Все время их диалога, вместо того, чтоб незаметно сбежать, я работала зрителем.

– Не могу я ничего пить. Трезвенник, язвенник, неудачник, к тому же на работе. – серьезно заявляет Сергей. – Вот если бы после семи и… – намекает с хитринкой во взгляде.

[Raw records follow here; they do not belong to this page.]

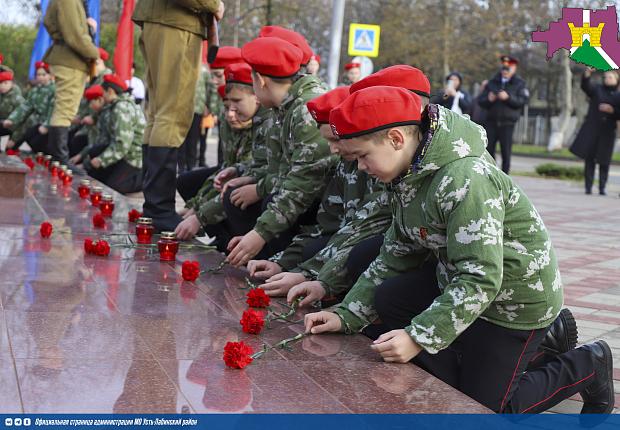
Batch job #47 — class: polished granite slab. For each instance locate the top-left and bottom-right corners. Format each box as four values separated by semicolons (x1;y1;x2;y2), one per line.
0;167;489;413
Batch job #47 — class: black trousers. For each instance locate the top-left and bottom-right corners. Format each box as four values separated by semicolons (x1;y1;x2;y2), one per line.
69;134;88;157
177;113;202;173
375;262;595;413
484;122;515;173
345;236;383;285
177;166;218;201
585;158;609;192
222;187;319;260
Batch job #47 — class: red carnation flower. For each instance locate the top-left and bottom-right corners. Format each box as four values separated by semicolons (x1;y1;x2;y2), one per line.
224;342;254;369
39;221;54;238
181;261;200;281
239;309;265;334
127;209;142;222
246;288;271;308
24;157;34;170
84;237;95;254
95;240;110;257
93;213;105;228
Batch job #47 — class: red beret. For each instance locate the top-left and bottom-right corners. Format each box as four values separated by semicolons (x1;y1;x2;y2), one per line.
217;85;226;100
224;63;252;85
329;87;422;139
351;64;431;97
499;55;519;65
103;74;127;92
34;61;50;73
84;85;103;101
306;86;349;124
241;37;303;78
258;25;314;66
0;70;13;82
99;48;110;61
344;63;361;70
209;46;243;69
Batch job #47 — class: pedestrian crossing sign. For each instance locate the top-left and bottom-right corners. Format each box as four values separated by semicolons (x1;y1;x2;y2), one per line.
349;24;381;57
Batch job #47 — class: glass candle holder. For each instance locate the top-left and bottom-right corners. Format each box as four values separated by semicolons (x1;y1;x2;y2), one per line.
136;217;155;244
50;161;60;177
90;187;103;207
157;231;179;261
62;169;73;185
99;194;114;218
78;179;90;199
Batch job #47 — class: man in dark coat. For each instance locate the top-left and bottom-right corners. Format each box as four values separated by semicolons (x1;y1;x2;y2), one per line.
570;69;620;195
478;55;530;173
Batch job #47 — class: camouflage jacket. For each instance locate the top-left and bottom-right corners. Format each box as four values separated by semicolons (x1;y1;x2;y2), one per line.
9;82;56;128
0;84;25;121
254;75;336;241
97;94;146;169
80;104;112;159
294;161;392;296
335;105;563;354
186;114;255;225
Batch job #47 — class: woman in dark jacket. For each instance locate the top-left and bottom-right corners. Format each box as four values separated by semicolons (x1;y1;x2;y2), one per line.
431;72;471;115
570;69;620;195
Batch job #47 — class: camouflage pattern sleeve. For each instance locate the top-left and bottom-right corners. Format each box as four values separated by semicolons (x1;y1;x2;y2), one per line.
299;186;392;296
254;104;334;241
406;163;505;354
334;222;428;333
97;100;135;167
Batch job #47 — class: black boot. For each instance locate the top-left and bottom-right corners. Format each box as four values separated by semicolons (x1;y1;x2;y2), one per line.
142;146;181;231
579;340;615;414
527;309;578;370
47;127;86;176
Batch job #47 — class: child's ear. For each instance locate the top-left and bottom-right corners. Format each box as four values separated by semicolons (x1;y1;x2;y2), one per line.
387;128;405;151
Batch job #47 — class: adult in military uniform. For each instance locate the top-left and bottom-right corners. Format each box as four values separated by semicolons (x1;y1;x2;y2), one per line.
478;55;530;173
133;0;224;230
43;0;99;170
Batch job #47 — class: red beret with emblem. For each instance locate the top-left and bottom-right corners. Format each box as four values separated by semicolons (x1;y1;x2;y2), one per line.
351;64;431;97
241;37;303;78
34;61;50;73
329;87;422;139
306;86;349;124
84;85;103;101
98;48;110;61
224;63;252;85
217;85;226;100
0;70;13;82
258;25;314;66
209;46;243;69
103;74;127;93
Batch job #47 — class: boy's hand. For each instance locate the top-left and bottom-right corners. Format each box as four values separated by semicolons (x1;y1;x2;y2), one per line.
174;215;200;240
230;184;260;209
213;167;237;191
227;230;266;267
370;329;422;363
304;311;342;334
248;260;282;279
259;272;307;296
222;176;253;197
286;281;325;307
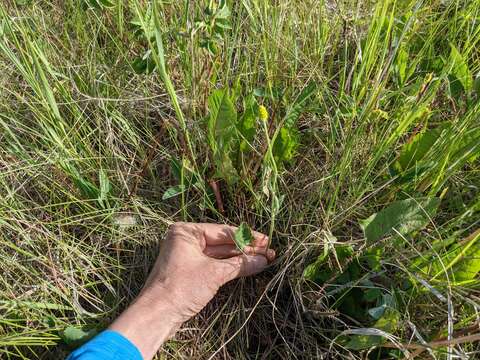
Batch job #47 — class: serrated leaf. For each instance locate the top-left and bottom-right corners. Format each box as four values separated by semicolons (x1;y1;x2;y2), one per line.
162;185;185;200
359;198;440;243
234;223;253;251
60;326;98;348
207;90;238;183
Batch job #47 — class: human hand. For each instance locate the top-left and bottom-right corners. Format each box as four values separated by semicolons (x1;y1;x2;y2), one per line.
110;223;275;359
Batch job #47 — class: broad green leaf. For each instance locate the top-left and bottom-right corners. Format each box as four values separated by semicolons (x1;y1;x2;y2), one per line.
162;185;185;200
449;44;473;92
234;223;253;250
360;198;440;243
207;90;237;152
452;128;480;163
60;326;98;348
237;96;258;152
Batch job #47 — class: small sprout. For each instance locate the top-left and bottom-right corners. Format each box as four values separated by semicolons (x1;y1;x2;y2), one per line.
234;223;253;251
258;105;268;121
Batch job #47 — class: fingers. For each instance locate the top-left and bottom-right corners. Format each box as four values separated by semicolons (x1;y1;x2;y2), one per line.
217;255;268;282
203;245;275;262
203;245;242;259
243;244;275;262
196;223;268;247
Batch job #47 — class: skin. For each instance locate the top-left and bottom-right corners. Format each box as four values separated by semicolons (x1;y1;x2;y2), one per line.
110;223;275;360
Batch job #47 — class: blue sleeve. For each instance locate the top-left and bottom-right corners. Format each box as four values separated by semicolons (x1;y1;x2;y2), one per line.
67;330;143;360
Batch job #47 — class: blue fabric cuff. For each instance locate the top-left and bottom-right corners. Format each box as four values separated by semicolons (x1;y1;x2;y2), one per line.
67;330;143;360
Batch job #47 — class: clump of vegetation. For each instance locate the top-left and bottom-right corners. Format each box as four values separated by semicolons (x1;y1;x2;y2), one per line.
0;0;480;359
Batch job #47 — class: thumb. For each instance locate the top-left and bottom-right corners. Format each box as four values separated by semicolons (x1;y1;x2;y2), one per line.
216;255;268;283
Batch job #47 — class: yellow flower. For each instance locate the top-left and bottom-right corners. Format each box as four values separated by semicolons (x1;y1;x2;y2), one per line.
258;105;268;121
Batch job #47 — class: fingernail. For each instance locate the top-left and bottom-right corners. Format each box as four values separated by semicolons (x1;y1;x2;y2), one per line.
267;249;275;261
243;245;253;253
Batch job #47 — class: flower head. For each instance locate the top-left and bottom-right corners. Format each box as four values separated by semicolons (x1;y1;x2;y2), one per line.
258;105;268;121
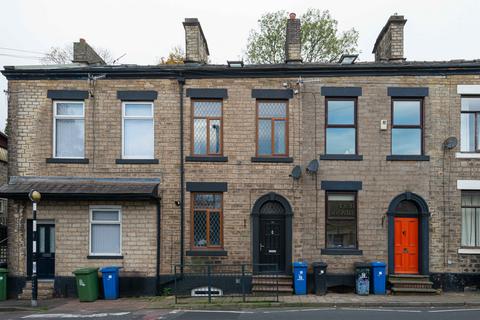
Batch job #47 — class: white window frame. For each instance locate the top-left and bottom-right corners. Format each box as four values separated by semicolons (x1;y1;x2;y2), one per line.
52;100;85;159
88;206;123;257
122;101;155;159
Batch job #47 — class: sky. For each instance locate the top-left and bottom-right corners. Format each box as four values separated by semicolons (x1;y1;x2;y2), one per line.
0;0;480;130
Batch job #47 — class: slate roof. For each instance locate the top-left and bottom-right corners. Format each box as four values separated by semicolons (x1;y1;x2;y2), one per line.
0;176;160;200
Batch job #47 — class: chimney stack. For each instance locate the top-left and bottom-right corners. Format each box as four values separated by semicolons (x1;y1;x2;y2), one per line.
285;12;302;63
372;14;407;62
72;39;106;65
183;18;210;64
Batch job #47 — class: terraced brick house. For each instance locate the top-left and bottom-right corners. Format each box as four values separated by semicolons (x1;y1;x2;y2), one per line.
0;16;480;296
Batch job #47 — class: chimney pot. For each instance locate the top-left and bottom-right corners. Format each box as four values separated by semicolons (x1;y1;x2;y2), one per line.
372;13;407;62
285;12;302;63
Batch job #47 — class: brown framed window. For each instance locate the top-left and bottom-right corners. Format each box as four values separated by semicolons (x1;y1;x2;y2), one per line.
192;100;223;156
325;191;357;249
391;98;423;155
460;97;480;152
325;98;357;154
191;192;223;249
257;100;288;157
462;191;480;248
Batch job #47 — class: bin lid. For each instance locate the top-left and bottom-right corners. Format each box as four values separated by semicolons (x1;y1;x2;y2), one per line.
72;268;98;275
293;261;308;268
100;266;122;273
353;262;370;268
312;261;328;268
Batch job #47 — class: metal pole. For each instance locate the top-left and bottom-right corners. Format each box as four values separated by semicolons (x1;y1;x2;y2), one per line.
32;201;38;307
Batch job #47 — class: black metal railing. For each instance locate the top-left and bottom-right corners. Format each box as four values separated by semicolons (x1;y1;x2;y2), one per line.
173;264;280;303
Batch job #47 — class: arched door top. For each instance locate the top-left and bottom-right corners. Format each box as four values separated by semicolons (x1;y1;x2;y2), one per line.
387;192;430;216
252;192;293;216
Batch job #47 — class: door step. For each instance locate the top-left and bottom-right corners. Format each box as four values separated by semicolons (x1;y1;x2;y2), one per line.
252;275;293;295
388;274;441;295
17;280;55;300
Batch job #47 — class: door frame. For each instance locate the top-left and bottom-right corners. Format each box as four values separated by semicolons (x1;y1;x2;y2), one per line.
251;192;293;274
25;219;57;280
387;192;430;275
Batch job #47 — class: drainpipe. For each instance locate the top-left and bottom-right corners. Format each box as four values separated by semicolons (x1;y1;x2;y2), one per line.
155;199;161;296
177;77;185;274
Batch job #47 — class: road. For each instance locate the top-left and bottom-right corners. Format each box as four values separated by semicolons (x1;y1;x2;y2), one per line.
0;308;480;320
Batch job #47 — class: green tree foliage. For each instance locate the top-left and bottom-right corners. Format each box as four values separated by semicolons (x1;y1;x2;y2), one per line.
246;9;358;64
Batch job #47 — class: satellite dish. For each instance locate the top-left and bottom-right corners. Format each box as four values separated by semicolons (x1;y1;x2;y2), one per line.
290;166;302;180
307;159;319;173
443;137;458;149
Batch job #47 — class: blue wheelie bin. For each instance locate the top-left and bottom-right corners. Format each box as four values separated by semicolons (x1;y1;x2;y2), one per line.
293;262;308;295
100;266;121;300
371;261;387;294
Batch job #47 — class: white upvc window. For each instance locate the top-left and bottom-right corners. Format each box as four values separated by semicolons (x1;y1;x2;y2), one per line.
90;206;122;256
122;102;154;159
53;101;85;159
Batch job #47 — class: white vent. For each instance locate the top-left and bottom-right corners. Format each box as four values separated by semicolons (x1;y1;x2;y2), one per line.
192;287;223;297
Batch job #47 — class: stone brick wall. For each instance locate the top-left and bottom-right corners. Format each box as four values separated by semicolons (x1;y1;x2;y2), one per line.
5;75;480;275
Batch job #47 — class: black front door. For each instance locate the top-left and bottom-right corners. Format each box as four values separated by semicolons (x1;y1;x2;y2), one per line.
259;215;285;272
27;220;55;279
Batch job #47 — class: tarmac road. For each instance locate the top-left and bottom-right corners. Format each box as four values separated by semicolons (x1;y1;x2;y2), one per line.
0;308;480;320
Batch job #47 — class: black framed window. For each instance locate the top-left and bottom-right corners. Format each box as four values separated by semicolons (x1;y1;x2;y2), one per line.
191;192;223;249
460;97;480;152
462;191;480;247
325;98;357;154
325;191;357;249
391;99;423;155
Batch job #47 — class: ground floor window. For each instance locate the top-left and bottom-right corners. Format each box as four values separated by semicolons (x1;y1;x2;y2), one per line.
191;193;223;248
462;191;480;247
90;207;122;256
326;192;357;249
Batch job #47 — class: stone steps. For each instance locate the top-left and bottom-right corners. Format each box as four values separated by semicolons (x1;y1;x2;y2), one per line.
252;275;293;295
388;274;440;295
17;280;54;300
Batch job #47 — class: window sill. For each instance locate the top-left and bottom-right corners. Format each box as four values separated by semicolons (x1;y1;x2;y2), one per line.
87;255;123;260
387;155;430;161
186;249;228;257
320;154;363;161
320;248;363;256
455;152;480;159
251;157;293;163
115;159;158;164
46;158;90;164
458;248;480;254
185;156;228;162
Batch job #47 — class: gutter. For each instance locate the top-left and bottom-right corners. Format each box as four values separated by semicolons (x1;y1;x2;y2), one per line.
155;199;161;296
177;77;185;268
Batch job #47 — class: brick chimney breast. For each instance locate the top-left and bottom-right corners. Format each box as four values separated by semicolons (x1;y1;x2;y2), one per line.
372;14;407;62
285;12;302;63
183;18;210;64
72;38;106;65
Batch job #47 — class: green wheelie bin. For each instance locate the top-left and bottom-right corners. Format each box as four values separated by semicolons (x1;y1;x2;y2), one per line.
0;268;8;301
73;268;98;302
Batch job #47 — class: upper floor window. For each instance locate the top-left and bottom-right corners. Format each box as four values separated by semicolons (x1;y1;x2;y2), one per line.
122;102;154;159
460;97;480;152
325;98;357;154
392;99;423;155
257;101;288;157
462;191;480;247
191;193;223;248
53;101;85;158
325;191;357;249
192;100;223;156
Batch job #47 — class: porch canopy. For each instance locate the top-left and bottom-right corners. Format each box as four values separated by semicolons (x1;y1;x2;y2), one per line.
0;176;160;200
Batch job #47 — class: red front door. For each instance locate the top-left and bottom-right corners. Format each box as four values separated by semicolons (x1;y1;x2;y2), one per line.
395;218;418;274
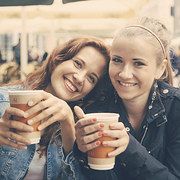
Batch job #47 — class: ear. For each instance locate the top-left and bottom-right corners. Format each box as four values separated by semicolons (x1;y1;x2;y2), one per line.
155;59;167;79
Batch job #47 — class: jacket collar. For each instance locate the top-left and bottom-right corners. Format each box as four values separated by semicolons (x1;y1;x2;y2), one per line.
147;82;173;127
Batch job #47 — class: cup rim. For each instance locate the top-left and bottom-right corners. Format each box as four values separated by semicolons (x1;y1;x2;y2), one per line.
8;89;43;95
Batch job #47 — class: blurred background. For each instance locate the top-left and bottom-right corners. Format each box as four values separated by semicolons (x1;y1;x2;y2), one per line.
0;0;180;86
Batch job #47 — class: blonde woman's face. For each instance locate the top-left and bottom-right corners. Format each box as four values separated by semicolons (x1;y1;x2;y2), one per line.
109;38;163;101
48;47;106;101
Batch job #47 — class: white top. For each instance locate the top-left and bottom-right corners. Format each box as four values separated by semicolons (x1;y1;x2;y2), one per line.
24;145;46;180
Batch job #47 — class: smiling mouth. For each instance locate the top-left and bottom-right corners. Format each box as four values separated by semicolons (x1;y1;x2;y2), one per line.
118;81;137;87
64;78;79;93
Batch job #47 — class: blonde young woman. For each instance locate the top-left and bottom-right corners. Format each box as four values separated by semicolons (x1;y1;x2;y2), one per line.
0;37;110;180
75;18;180;180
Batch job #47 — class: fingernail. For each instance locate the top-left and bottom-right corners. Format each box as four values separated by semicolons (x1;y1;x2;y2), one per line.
102;142;107;146
20;146;27;149
98;132;102;137
92;118;96;122
95;141;101;146
99;123;104;128
24;112;29;118
27;120;33;125
28;100;34;106
38;125;43;131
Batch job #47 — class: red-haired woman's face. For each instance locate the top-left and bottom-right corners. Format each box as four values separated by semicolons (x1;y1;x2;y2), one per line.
47;46;106;101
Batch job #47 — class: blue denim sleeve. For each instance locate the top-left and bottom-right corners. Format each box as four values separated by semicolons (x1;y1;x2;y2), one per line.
0;90;9;117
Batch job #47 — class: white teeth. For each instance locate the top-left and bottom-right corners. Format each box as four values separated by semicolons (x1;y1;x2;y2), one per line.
119;81;136;87
65;79;77;92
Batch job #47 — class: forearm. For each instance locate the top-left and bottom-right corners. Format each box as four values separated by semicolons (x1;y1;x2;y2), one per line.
61;115;75;154
118;136;179;180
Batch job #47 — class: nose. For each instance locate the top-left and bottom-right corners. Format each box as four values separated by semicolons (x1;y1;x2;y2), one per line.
119;65;133;79
73;72;86;85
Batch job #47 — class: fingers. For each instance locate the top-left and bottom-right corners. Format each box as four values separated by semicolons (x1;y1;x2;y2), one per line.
0;137;27;149
102;122;129;157
77;141;101;153
2;107;27;119
74;106;85;119
0;120;34;132
75;118;97;128
0;130;31;148
28;91;53;107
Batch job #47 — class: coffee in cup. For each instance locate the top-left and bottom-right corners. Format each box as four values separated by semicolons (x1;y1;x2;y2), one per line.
85;113;119;170
9;90;42;144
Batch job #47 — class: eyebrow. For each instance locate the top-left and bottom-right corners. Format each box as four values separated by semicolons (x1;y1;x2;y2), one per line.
133;58;148;63
112;55;148;63
76;57;100;80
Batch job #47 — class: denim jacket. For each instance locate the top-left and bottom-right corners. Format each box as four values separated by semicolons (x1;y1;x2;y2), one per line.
0;87;85;180
73;82;180;180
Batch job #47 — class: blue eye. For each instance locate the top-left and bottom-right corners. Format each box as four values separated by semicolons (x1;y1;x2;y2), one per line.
73;59;83;69
88;75;96;84
112;57;122;63
134;61;145;67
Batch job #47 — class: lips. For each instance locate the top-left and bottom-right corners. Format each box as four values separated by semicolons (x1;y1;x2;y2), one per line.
64;78;78;93
118;81;137;87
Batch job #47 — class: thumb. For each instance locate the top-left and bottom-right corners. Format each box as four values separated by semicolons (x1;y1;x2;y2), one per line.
74;106;85;118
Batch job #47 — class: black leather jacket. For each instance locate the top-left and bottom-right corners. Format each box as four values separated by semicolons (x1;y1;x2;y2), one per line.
74;82;180;180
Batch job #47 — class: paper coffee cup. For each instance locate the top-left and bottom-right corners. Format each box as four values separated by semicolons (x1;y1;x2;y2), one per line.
85;113;119;170
9;90;43;144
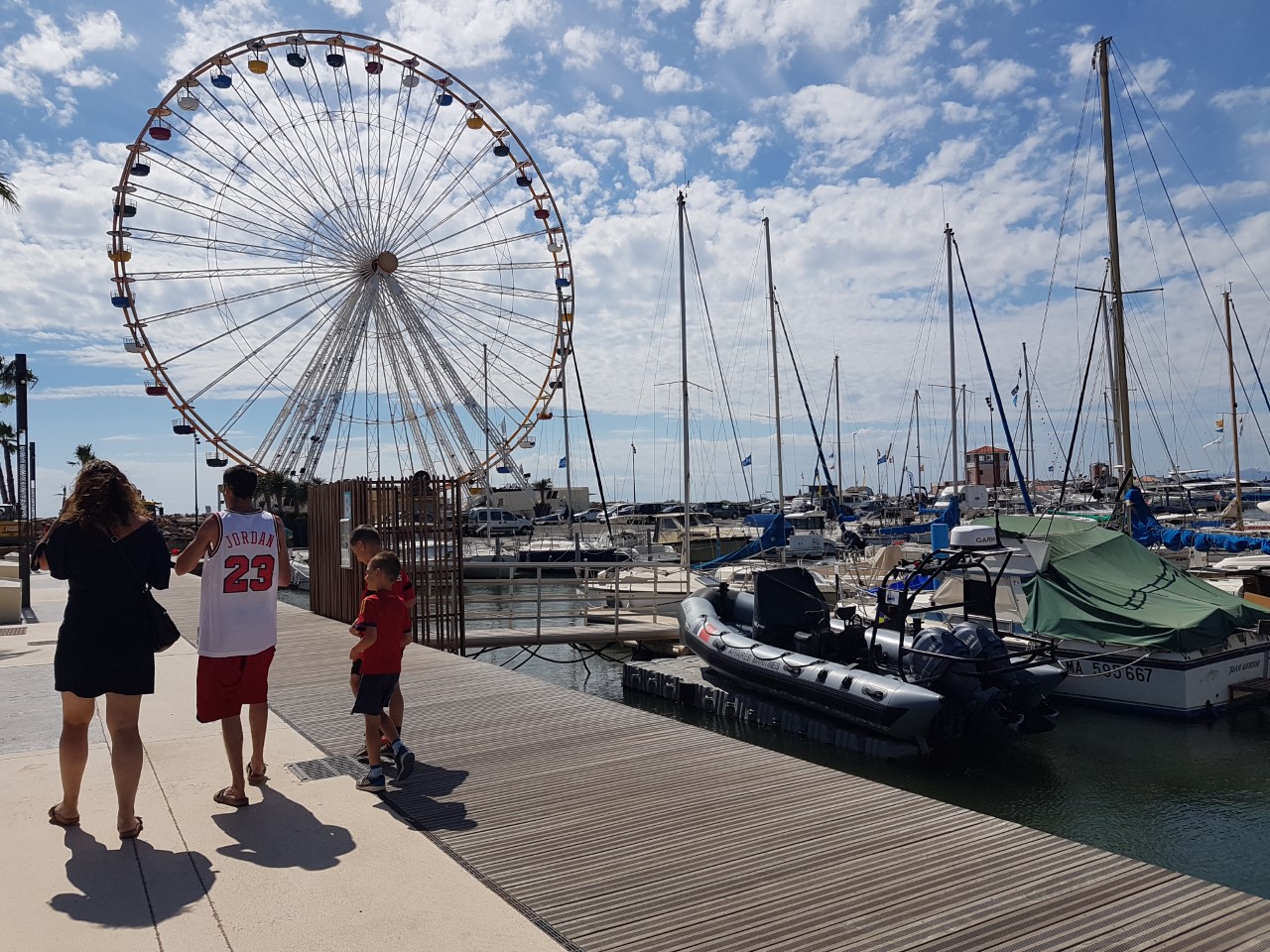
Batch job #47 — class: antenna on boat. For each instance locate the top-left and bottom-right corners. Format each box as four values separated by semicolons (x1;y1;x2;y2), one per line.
679;190;693;579
763;217;786;565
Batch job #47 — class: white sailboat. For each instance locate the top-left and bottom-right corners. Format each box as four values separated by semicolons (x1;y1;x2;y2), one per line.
999;38;1270;717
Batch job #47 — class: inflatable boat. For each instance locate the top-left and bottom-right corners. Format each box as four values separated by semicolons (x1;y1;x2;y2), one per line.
679;531;1066;750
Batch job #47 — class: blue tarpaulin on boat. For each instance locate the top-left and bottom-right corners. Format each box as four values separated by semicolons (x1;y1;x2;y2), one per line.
1124;488;1270;554
694;513;794;568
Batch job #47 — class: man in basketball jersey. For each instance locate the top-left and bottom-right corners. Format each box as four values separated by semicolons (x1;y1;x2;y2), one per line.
177;466;291;807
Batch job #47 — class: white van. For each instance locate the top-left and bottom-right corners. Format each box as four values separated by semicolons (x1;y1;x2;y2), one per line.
463;507;534;536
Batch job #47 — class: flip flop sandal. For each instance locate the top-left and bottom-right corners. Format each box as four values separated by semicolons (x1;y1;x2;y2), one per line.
49;803;78;826
212;787;251;807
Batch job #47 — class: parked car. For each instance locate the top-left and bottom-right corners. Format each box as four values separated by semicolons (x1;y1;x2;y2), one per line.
463;507;534;536
612;503;666;526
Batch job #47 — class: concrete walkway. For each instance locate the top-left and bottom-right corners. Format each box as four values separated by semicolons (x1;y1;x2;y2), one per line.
0;574;560;952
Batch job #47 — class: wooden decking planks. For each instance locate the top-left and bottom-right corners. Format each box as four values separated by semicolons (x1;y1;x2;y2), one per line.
156;580;1270;952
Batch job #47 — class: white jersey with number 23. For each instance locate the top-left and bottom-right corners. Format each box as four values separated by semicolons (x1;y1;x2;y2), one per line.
198;512;278;657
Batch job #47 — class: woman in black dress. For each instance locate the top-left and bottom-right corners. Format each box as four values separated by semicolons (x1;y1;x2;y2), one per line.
37;459;172;839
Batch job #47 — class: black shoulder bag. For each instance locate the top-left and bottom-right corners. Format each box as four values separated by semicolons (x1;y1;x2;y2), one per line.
110;536;181;654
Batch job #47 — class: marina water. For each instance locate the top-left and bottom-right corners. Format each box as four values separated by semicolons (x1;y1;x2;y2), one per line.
283;585;1270;898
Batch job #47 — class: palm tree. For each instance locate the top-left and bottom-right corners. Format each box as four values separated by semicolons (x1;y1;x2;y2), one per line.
0;172;22;210
0;357;40;407
257;470;287;512
0;422;18;503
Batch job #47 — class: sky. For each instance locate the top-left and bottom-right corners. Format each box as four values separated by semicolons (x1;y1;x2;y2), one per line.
0;0;1270;516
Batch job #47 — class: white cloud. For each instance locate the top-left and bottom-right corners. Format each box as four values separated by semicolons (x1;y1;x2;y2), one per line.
950;60;1036;99
1210;86;1270;112
0;10;136;126
756;85;934;174
559;27;613;69
387;0;560;68
940;103;983;123
644;66;701;92
159;0;287;85
695;0;869;60
713;121;772;172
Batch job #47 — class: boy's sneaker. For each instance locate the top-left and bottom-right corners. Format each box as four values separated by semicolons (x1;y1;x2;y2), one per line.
393;744;414;783
353;740;393;765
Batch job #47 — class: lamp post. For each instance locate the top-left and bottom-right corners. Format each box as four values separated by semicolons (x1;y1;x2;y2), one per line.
983;398;997;489
194;432;202;517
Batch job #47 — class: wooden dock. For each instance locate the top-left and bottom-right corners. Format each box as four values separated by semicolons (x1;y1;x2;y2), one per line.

– Ясно, – хмыкает Рыбка. – После семи и за мой счет. – Они моментально договариваются о встрече. – А вас, девушка, я попрошу остаться! – увы, мне так легко от присутствия Рыбки избавиться не удается. Он повелительно кивает на пассажирское сидение и заводит мотор. Я еще бормочу что-то, но уже понимаю, что лучше поехать добровольно.

– Но я тоже трезвенник, язвенник, – пытаюсь отшутиться. – И спешу, кстати…

– Эй! Ключи-то отдай, – обеспокоено поднимает руки Сергей, замечая, что Рыбка полностью переключил внимание. – С барышней потом разберешься! Куда она денется?

И это вместо благодарности за мое чистосердечное вмешательство! Вместо попыток вытащить меня из лап Геннадия…

– Какие ключи, дарагой? – кривляется Рыбка. – Наручник детский, слюшай… На кнопку клацнешь, дверца и откроется… Нет кнопки? Канечна нет! Я ее сам выломал. Для веселья. Берешь проволоку, да? Тычешь ею в отверстие из-под кнопки и все…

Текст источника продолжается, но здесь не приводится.